La Verità Di Baldini


Dati elaborati da Cgil

Veneto e Lombardia a trazione leghista, due eccellenze sanitarie nel panorama nazionale con 209 e 198 punti sui Lea rispetto ai 124 della Campania, ultima in classifica, sono le due regioni che più premono per accelerare sui tempi, dopo aver incassato l’approvazione dei referendum tenuti nel 2017.

Le novità in ambito sanitario previste nelle bozze riguardano anche la formazione dei medici, in modo da poter decidere sulle assunzioni e rispondere alla carenza di personale che oggi affigge gli ospedali. Il Veneto avrà maggiore autonomia per rimuovere i vincoli di spesa sul personale sanitario, gestirà la programmazione dell’accesso alle scuole scuole di specializzazione medica, anche tramite accordi con le università, e potrà redigere percorsi alternativi alle scuole, oltre che utilizzare medici in possesso della sola laurea per garantire i servizi. La regione guidata da Luca Zaia prevede pure maggiori competenze sul ticket – con la possibilità di abolire la quota fissa – e sulla valutazione dell’equivalenza terapeutica dei farmaci con principi attivi diversi. Che significa che, in assenza di un pronunciamento dell’Aifa, il Veneto potrà scegliere di adottare un farmaco anziché un altro. E lo stesso è previsto nei progetti di Lombardia ed Emilia Romagna, ciascuna delle quali ha programmato anche percorsi di formazione specialistica alternativi per i nuovi medici nelle aziende sanitarie e ospedaliere.
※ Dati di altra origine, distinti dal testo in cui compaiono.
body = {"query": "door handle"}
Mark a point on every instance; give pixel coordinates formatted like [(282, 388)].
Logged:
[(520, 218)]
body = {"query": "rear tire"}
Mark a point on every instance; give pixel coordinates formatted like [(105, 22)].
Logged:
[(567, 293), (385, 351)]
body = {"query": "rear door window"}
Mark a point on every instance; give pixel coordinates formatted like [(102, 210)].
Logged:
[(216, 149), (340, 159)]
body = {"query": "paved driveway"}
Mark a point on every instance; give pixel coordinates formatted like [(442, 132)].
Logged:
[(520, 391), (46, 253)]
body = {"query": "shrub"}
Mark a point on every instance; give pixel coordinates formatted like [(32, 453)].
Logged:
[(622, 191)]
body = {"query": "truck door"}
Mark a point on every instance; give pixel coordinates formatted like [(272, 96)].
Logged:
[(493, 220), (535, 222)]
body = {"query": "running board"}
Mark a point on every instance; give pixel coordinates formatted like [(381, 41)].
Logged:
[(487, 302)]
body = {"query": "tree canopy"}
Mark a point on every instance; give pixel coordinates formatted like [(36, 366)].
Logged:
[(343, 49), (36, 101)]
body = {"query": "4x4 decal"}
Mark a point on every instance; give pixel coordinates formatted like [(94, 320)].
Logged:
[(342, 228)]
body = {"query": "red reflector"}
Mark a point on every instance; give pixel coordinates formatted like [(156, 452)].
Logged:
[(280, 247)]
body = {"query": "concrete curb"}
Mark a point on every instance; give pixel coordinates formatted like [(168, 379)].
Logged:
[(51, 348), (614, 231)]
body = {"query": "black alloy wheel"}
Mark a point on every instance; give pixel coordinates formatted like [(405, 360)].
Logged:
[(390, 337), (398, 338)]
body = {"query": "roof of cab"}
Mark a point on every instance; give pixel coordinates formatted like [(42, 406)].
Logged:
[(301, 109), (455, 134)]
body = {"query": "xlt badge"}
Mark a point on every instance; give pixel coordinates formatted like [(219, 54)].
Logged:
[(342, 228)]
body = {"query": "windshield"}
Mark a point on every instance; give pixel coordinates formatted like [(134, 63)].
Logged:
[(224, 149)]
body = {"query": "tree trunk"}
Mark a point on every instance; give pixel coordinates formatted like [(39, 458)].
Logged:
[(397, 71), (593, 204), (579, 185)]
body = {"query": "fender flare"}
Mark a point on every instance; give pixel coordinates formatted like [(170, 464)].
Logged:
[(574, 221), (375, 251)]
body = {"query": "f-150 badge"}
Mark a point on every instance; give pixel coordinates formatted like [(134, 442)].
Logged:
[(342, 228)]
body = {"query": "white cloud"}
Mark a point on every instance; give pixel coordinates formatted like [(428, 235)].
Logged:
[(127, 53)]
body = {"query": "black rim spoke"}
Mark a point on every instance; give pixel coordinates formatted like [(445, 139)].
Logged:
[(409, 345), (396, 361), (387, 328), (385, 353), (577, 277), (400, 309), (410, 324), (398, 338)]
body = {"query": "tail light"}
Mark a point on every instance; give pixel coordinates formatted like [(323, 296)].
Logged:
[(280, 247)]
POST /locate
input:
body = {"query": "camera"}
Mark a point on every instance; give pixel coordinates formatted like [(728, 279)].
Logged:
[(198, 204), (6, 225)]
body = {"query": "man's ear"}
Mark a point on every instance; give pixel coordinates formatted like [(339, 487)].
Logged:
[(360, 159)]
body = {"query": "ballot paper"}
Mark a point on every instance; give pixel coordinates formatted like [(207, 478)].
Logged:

«Da un lato, ci saranno specializzandi inseriti in una rete formativa con standard uniformi su tutto il territorio nazionale; dall’altro lato, ci saranno specializzandi che, verosimilmente bypassando il concorso nazionale, verranno inseriti in un percorso gestito dalle singole Regioni con lo scopo di avere manodopera da impiegare nelle strutture in carenza di personale», spiegano da Federspecializzandi. Anziché intervenire sulla carenza di camici bianchi aumentando i contratti di formazione a livello nazionale, «si demanda totalmente alle Regioni la responsabilità di risolvere le attuali carenze di sistema», spiegano.

Ma la strada per l’autonomia sanitaria potrebbe essere più lunga di quanto sembri, spostandosi addirittura a dopo le europee. Perché, oltre alla Tav, nel governo sul fronte delle autonomie è in atto lo scontro tra la Lega nordista e i Cinque Stelle sudisti. E in vista dell’appuntamento elettorale europeo, anche Salvini sarebbe tentato di rimandare il dossier, per confermare l’appeal della Carroccio come partito nazionale, puntando a rafforzare proprio la sua presenza al Sud. Dove intanto, tra corsi e ricorsi storici, il governatore campano Vincenzo De Luca è già sul piede di guerra: annuncia il ricorso alla Corte Costituzionale e parla di «un nuovo Risorgimento se vanno avanti spinte destinate a disgregare l’unità del Paese», chiedendo a tutte le regioni del Mezzogiorno di fare fronte comune contro i progetti del ricco Nord.